I did some tests with 20 FPGA gigabit Ethernet ports each hammering a single soft IOC (on RHEL 7.4) with UDP packets at 22.6kHz. In this scenario, tuning the network parameters didn't help much, but setting the CPU affinity of the soft IOC to lock the threads each to a single core made the biggest improvement.
$ top -H -b -n 1 | grep PsDaq 32051 ctlsdaq 20 0 2301500 16160 6720 S 81.2 0.4 1:12.42 PsDaqDriverUdpR 32050 ctlsdaq 20 0 2301500 16160 6720 S 6.2 0.4 0:06.80 PsDaqDriverThre $ taskset -p -c 3 32051 pid 32051's current affinity list: 0-3 pid 32051's new affinity list: 3 $ taskset -p -c 2 32050 pid 32050's current affinity list: 0-3 pid 32050's new affinity list: 2
PS Controllers CPU % (driver) CPU % (udprx) RX pps Drop pps 20 10.8 80.8 476,305.0 14.0 20 10.8 80.6 475,491.2 14.9 20 10.8 80.3 486,127.4 3.9 20 10.8 80.7 473,840.1 26.6
Prior to this. we measured tens of thousands of dropped packets per second.

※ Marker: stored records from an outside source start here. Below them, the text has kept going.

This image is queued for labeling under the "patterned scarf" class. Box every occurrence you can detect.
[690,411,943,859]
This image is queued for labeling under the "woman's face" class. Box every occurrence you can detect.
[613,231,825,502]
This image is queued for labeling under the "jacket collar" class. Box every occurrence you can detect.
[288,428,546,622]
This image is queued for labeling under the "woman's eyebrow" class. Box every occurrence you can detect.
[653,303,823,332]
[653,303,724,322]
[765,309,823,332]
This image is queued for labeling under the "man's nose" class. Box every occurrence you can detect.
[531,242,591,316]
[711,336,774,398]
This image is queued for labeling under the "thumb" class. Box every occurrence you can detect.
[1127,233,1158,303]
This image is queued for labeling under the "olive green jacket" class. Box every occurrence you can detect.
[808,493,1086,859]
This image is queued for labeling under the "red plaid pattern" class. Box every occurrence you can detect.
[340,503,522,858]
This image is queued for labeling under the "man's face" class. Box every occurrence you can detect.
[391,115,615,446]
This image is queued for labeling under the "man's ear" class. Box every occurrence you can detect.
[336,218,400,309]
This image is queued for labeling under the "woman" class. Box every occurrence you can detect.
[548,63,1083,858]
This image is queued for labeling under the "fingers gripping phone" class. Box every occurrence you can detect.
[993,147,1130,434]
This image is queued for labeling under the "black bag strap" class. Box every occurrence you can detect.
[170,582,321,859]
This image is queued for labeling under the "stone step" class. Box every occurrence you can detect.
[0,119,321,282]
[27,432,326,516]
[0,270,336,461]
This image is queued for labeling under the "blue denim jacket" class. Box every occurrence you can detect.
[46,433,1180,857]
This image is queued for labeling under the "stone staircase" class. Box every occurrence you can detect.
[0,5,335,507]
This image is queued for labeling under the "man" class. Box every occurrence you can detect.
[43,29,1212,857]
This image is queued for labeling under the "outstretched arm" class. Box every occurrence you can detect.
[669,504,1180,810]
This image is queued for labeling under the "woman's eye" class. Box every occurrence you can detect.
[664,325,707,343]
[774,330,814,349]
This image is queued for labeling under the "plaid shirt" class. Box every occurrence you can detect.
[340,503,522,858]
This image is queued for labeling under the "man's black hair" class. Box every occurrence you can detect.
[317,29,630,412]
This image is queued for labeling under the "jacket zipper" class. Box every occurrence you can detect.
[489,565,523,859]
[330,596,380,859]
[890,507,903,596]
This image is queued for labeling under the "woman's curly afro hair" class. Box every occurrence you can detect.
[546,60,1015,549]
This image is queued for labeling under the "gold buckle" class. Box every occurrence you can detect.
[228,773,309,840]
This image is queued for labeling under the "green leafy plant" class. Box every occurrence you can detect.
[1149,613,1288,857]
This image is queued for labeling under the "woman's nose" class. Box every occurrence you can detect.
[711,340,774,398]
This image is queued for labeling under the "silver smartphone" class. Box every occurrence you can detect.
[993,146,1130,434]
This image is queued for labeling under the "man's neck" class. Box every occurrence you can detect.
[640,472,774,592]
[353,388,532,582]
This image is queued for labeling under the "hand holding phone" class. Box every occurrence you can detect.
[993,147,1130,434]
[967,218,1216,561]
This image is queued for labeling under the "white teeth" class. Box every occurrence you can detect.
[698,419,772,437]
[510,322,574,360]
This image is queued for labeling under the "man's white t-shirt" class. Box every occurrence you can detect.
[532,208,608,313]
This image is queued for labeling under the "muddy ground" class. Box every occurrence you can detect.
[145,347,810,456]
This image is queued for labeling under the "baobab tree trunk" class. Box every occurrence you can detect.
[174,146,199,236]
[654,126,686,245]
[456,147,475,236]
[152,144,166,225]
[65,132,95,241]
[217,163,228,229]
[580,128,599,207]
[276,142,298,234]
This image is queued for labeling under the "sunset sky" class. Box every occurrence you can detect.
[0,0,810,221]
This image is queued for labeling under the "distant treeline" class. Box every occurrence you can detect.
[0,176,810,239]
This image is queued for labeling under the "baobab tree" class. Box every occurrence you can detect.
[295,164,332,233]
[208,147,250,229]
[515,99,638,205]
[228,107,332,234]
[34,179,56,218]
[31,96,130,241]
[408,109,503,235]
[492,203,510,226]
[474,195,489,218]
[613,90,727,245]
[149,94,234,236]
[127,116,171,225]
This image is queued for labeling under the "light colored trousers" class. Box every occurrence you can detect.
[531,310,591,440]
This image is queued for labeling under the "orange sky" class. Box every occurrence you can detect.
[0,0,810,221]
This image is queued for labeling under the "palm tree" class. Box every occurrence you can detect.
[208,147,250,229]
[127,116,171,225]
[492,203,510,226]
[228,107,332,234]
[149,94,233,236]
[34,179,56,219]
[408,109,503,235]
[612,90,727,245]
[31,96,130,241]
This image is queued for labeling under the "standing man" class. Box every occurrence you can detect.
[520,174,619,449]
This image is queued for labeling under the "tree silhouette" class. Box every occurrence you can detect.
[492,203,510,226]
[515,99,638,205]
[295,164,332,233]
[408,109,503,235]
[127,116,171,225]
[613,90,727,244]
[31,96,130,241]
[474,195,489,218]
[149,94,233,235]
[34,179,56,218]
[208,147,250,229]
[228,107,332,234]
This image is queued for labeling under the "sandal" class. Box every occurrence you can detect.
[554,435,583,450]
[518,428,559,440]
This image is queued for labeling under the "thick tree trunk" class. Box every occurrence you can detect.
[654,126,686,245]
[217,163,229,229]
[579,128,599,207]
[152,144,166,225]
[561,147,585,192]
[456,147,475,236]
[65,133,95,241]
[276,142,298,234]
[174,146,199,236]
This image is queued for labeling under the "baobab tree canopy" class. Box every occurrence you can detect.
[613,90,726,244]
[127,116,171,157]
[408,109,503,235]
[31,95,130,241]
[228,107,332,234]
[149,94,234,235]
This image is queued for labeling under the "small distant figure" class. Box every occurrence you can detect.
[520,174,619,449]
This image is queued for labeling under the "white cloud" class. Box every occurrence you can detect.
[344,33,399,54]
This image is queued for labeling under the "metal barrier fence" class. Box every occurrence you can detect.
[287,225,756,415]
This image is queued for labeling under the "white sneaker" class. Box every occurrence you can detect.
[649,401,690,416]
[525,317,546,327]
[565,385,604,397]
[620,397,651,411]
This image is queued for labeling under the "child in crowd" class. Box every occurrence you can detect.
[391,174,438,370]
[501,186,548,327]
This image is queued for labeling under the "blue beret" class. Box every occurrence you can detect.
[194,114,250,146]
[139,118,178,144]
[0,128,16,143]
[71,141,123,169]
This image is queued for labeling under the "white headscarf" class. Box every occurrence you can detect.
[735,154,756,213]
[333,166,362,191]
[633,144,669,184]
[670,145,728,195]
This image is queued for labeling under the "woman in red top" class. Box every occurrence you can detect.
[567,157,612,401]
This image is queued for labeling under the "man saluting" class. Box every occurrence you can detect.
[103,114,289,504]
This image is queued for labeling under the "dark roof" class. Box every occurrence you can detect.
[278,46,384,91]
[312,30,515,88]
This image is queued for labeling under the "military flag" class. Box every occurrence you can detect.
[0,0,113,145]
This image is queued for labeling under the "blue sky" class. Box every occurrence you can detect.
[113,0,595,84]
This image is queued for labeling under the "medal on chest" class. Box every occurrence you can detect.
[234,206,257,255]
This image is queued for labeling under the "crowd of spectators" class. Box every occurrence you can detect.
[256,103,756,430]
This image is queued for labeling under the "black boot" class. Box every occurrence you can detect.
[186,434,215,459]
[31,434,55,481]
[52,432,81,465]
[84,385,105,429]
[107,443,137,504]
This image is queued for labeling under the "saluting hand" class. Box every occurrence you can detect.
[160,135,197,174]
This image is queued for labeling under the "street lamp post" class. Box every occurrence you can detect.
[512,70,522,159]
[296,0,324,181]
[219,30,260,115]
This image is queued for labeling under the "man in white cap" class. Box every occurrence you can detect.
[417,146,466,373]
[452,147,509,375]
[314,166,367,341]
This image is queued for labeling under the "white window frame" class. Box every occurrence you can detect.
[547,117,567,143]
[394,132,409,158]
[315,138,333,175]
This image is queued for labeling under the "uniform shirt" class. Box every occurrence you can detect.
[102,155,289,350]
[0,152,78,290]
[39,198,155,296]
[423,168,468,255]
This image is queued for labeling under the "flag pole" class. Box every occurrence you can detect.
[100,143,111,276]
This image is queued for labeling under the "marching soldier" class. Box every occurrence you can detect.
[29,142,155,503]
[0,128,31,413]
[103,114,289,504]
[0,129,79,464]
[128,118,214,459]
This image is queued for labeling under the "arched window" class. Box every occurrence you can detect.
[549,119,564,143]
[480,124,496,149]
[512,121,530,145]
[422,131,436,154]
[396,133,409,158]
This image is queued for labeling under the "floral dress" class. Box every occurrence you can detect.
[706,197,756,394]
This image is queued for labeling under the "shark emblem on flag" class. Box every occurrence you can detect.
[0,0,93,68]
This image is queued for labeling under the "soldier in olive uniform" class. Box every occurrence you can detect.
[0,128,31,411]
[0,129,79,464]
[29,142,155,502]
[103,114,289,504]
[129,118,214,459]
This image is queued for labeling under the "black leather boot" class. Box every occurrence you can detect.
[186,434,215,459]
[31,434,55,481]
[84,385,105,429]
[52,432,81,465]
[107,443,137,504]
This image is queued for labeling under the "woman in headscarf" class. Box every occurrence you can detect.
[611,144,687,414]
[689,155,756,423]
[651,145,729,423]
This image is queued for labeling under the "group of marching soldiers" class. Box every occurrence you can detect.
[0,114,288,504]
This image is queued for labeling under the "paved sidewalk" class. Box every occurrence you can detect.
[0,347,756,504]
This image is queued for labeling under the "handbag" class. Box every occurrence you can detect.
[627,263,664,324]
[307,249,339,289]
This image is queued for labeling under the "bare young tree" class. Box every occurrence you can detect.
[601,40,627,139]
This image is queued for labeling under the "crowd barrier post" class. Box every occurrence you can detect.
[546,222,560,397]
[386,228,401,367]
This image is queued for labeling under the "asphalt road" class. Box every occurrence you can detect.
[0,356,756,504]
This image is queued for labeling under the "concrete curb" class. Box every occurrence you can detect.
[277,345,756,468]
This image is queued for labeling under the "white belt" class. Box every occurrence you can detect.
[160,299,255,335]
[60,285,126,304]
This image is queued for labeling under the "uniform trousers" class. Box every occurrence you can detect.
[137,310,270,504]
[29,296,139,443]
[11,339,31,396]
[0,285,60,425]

Ultimately, to get down to zero dropped packets, we buffered more data in the FPGAs before sending jumbo frames at ~1kHz from each FPGA, set MTU to 9000, and increased net.core.rmem_max to 4M.
Tom
-- Thomas Fors Engineer, AES Division Argonne National Laboratory From: [email protected] <[email protected]> on behalf of Eric Norum <[email protected]>
Sent: Wednesday, September 5, 2018 1:06:38 PM To: EPICS Tech-Talk Subject: Linux network tuning Are there guidelines for tuning the network parameters for a Linux host running a bunch of EPICS soft IOCs? We were seeing some issues with CA clients seeing delays of over a second for ‘get' requests. Setting the values shown here:
seems to have improved things. But I don’t know if those numbers, which I got from a google search, are way too big, or not yet big enough
or completely weird.
Suggestions welcomed.
Machine details:
Load average in the 3 to 4 range but CPU utilization as shown by ‘top’ showed at least 60% idle even when clients were experiencing the slow response.